Sacre a la Dea le statue alme, e devote,

che ti die’ nel suo seno il primo nido:

ch’io son mortale, e questo corpo fia

tosto di terra anch’ei per colpa mia.

 

Febo ne l’età mia più verde, e bella

si come piacque al ciel, di me s’accese:

e con facondo, e candida favella

l’interno foco suo mi fe’ palese:

mi disse poi, bellissima donzella,

cui fu di tante gratie il ciel cortese,

poi che m’ha preso il core il tuo bel guardo,

habbi pietà del foco, ond’io tutt’ardo.

 

E per mostrar, che ’l mio parlar non mente

nel raccontar, quanto io t’ammiri, e ami;

se qualche gran desio t’ange la mente,

fammi saper, qual don più cerchi e brami,

che giuro per quel torbido torrente,

che lega d’indisolubili legami

gli eterni Dei, che, se scopri ’l tuo intento,

ti farò d’ogni gratia il cor contento.

 

Io che ’l gran giuramento odo, che ’l lega

che d’ogni don, ch’io bramo, a gradir m’habbia

mentre il mio lume il guardo à terra piega,

vede un monton di ben minuta sabbia:

io n’empio il pugno, e mentre ancor mi prega,

al don, ch’io bramo havere, apro le labbia,

tant’anni bramo unito il corpo a l’alma

quanti ho grani di polve in questa palma.

 

Misera me, non seppi ’l dono usare

del biondo Dio, che ’l tempo ne governa:

che, se saputo havess’io dimandare,

viver fatto m’havria giovane eterna:

ottenni ’l don, né volli contentare

lo Dio de la maggior luce superna.

Et egli, à fin ch’al suo voler mi pieghi

così di novo à me porge i suoi preghi.

 

Habbi pietà de’ miei noiosi affanni,

che la gratia, c’hai chiesta è breva, e nulla:

ma quando riparar voglia à miei danni,

farò, che tu vivrai sempre fanciulla.

Quando sarai discosta oltr’à cent’anni

dal primo dì, ch’entrassi ne la culla,

se ben la mia promessa io terrò ferma

vecchia vivrai, disutile, et inferma.

 

Era allhor ne l’età mia più verde, e bella,

passato il terzo lustro havea di poco;

e mi sentia disposta, agile, e snella,

tutta vivacità, tutta era foco:

tal che di Febo il priego, e la favella

sprezzai, né à l’amor suo volli dar loco.

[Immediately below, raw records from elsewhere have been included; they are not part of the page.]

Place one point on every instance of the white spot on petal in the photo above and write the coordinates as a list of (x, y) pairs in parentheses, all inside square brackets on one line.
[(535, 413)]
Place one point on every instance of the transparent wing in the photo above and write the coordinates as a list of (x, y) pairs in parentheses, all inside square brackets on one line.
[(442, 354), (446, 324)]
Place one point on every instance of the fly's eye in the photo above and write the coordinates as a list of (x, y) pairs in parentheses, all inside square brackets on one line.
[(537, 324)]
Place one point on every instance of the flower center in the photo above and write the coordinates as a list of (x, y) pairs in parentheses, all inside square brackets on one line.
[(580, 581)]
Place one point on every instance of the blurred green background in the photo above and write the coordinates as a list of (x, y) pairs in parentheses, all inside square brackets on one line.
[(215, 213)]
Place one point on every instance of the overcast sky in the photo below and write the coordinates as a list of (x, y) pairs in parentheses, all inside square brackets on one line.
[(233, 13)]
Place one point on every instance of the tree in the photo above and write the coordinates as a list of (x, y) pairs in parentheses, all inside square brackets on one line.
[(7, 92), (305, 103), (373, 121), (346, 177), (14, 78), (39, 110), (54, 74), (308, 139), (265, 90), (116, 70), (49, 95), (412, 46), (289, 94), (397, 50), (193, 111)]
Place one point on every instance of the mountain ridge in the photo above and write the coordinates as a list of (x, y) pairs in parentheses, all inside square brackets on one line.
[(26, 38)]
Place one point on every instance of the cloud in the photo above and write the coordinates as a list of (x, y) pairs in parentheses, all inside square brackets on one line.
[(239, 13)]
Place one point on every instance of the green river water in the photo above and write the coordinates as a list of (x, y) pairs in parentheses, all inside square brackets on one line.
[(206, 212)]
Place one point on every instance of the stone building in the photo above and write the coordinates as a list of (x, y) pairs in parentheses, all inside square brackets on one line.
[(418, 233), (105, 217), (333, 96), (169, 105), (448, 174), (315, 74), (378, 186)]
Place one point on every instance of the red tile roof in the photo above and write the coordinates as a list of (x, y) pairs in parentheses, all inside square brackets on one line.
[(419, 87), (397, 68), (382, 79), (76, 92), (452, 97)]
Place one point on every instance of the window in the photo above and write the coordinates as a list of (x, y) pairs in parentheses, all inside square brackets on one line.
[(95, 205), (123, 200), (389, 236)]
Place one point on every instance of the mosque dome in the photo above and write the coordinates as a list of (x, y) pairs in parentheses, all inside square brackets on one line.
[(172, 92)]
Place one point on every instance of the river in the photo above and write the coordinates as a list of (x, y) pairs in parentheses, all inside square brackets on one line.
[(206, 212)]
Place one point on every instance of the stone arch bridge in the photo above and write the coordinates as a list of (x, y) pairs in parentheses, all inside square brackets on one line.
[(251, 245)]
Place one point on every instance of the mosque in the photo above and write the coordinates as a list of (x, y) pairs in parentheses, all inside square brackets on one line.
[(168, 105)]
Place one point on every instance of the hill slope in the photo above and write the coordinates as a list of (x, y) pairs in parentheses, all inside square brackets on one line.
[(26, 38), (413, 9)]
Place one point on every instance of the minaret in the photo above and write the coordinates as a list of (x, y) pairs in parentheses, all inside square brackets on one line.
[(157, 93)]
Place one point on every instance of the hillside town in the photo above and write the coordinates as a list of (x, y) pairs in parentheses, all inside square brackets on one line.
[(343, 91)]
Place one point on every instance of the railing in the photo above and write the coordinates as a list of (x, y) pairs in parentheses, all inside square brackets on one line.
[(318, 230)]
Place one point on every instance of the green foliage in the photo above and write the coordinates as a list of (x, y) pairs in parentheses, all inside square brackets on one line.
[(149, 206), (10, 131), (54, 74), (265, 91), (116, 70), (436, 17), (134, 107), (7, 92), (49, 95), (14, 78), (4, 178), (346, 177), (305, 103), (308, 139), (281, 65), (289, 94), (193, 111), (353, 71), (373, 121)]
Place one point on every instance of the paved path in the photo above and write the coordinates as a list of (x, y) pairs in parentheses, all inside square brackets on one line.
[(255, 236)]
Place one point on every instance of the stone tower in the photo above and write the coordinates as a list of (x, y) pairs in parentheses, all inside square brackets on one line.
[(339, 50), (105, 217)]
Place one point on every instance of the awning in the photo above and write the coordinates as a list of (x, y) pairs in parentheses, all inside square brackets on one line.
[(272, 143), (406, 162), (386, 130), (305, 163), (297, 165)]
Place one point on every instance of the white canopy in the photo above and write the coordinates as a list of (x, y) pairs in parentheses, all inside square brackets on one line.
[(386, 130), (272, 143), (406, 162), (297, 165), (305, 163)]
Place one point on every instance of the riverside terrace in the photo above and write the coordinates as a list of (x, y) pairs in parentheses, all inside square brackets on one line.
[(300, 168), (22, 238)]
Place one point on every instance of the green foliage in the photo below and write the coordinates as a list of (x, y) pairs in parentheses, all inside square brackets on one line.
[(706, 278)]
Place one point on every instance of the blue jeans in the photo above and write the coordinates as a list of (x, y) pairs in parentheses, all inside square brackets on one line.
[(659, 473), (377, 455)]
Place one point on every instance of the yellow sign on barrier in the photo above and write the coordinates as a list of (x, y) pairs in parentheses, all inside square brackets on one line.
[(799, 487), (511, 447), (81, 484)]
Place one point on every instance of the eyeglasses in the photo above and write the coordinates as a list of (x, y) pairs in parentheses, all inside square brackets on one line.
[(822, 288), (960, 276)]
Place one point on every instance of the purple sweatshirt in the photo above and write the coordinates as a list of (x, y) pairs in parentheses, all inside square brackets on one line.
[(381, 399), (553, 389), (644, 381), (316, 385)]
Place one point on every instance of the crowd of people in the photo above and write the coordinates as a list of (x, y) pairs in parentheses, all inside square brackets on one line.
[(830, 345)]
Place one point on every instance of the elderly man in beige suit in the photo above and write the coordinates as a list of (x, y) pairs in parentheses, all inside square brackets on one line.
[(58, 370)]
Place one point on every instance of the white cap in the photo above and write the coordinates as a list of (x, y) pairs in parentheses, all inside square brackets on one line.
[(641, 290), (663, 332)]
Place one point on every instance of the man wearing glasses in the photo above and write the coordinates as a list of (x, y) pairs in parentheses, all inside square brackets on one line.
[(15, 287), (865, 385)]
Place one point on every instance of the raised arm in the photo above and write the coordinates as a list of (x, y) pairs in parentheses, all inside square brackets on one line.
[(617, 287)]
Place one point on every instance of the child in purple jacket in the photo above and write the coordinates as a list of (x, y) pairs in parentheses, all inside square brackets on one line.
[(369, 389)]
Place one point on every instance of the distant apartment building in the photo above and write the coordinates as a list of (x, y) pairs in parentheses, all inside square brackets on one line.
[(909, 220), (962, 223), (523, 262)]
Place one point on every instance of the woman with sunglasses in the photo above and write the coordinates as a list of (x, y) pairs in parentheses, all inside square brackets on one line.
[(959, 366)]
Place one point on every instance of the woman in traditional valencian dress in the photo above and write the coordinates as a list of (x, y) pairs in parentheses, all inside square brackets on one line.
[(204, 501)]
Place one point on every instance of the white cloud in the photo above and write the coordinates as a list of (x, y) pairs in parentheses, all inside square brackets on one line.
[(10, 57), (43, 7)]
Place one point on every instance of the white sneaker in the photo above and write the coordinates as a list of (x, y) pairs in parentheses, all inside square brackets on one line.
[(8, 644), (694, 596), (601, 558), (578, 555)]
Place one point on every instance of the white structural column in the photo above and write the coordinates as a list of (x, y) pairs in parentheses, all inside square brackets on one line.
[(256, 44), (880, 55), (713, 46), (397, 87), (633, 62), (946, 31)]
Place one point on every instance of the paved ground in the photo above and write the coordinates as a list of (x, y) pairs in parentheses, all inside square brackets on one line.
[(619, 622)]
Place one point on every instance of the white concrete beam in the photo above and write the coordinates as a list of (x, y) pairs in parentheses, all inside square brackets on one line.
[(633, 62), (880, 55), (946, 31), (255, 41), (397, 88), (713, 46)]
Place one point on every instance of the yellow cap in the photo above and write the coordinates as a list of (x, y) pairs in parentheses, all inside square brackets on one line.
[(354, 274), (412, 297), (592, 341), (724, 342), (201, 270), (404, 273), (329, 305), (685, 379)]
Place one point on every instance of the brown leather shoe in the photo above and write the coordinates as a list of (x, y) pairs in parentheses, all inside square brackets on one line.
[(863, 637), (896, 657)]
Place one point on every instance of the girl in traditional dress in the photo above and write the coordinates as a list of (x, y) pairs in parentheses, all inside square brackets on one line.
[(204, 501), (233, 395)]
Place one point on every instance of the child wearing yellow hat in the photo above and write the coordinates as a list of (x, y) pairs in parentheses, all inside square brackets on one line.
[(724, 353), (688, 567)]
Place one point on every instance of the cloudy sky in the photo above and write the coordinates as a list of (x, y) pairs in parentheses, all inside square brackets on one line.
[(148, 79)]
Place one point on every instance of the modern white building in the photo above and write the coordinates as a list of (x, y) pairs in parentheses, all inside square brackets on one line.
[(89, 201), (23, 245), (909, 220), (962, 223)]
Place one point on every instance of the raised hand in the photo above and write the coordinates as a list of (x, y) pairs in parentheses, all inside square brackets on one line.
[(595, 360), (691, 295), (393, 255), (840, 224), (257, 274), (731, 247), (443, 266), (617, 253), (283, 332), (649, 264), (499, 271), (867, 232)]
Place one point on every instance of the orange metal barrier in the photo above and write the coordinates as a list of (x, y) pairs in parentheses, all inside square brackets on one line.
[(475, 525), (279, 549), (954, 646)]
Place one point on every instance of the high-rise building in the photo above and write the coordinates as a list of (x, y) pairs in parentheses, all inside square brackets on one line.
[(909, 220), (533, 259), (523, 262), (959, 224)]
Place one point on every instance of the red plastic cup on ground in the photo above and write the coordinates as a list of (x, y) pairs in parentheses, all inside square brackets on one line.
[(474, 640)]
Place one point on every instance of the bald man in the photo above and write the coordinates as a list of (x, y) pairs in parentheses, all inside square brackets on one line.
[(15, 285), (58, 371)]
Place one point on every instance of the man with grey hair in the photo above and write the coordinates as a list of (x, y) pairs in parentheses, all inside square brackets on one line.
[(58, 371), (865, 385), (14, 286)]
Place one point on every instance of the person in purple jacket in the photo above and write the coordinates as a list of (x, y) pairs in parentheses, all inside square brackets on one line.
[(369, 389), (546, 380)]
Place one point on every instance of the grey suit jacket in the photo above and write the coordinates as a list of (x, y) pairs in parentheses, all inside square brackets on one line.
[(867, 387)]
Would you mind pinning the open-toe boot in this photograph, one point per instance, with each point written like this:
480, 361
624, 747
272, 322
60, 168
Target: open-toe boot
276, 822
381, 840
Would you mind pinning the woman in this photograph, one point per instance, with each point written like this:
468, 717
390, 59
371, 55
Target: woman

Che l’età, dove allhora io mi trovai,

credea, che non dovesse finir mai.

 

Così sprezzando il don del biondo Dio,

mi stei senza consorte, e senza amante.

Ma già quel vago, e raro aspetto, ond’io

d’amore accesi l’alme eterne, e sante,

s’è via fuggito; e ’n questo sto rio

mi trovo inferma, debile, e tremante.

E quel, che fa peggior l’empia mia sorte,

e ch’io son molto lunge da la morte.